GOV. CHARLIE BAKER indicated on Wednesday that he doesn’t want a high-stakes procurement process for offshore wind to collapse because of a dispute over the terms of the power purchase contract.

Commonwealth Wind, a 1,200 megawatt project being developed by Avangrid, says the contract it agreed to in May is no longer sufficient to attract financing for the project because of rapid changes in the economy brought about by the war in Ukraine, supply chain issues, inflation, and rising interest rates.

Avangrid has asked the Department of Public Utilities to put off any decision on the contract for at least 30 days to give the company and the utilities that negotiated the original deal time to explore changes that would make the wind farm viable.

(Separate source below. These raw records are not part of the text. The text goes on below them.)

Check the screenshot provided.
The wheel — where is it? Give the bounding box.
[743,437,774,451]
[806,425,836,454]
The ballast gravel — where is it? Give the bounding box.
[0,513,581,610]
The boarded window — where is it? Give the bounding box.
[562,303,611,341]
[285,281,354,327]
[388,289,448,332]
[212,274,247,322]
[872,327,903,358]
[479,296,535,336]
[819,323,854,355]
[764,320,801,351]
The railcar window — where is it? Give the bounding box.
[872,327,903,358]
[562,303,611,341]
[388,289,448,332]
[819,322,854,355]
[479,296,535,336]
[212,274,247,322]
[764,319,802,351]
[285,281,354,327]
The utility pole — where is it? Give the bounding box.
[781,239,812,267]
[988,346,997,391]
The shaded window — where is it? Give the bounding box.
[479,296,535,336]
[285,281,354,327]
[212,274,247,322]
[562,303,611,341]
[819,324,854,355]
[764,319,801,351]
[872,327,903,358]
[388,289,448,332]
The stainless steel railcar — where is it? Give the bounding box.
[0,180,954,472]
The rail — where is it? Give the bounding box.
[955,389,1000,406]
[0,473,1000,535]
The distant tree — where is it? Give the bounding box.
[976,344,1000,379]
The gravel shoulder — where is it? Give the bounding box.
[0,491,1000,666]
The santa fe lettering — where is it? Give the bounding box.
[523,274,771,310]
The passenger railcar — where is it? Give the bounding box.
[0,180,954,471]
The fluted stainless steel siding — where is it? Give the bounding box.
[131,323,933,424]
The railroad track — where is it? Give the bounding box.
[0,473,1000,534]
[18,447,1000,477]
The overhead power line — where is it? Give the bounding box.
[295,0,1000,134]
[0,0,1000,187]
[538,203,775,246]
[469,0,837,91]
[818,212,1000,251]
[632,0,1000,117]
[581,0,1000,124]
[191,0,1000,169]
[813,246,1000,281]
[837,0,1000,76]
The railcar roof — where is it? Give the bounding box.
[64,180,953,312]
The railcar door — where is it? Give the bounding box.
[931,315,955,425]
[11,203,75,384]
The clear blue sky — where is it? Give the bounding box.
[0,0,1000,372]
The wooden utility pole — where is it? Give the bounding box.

But the utilities – Eversource, National Grid, and Unitil – told the DPU on Tuesday that a 30-day delay was unnecessary because they had no intention of renegotiating the contracts and they should be approved as drafted.

Baker, speaking to reporters after a hearing of the Health Policy Commission, said he wouldn’t mind if the utilities and Commonwealth Wind opened negotiations but he said he did not want to see the the procurement process restarted.

“They [Avangrid] can negotiate with the utilities but in terms of reopening the bid, no,” he said.

Baker also suggested the wind farm developer may see profits on the deal improve over time due to technology improvements. “Let’s remember, these are long-term contracts, like really long-term contracts. While there may be some choppy water at the moment with respect to interest rates, supply chains, and all the rest, we’re talking about a deal that basically lasts for 15 years,” he said. “I think it’s premature for people to think that where we sit now is necessarily representative of where things are going to be over time.”

Two other leading offshore wind advocates urged the utilities to at least listen to what Avangrid has to say.

“I don’t think it’s responsible to refuse to talk,” said Ann Berwick, a former chair of the Department of Public Utilities, who said offshore wind is indispensable to the state’s efforts to reach its emission reduction targets.

Bradley Campbell, president of the Conservation Law Foundation, also said the utilities should hear Avangrid out because of offshore wind’s importance to the state’s energy future.

“This is an opportunity for Governor Baker, who has outsized influence with the utilities, to bring them to the table and broker a solution that keeps New England on track to reap the climate and economic benefits of offshore wind,” he said.

William Hinkle, a spokesman for Eversource, indicated the company’s position has not shifted.

“We are committed to procuring the energy supply needed to provide our customers with the safe, reliable service they need while meeting the Commonwealth’s clean energy goals,” he said. “The contract is filed for approval at the Massachusetts Department of Public Utilities. We are prepared to move forward once all necessary approvals are received, and yesterday’s filing was a step in that effort.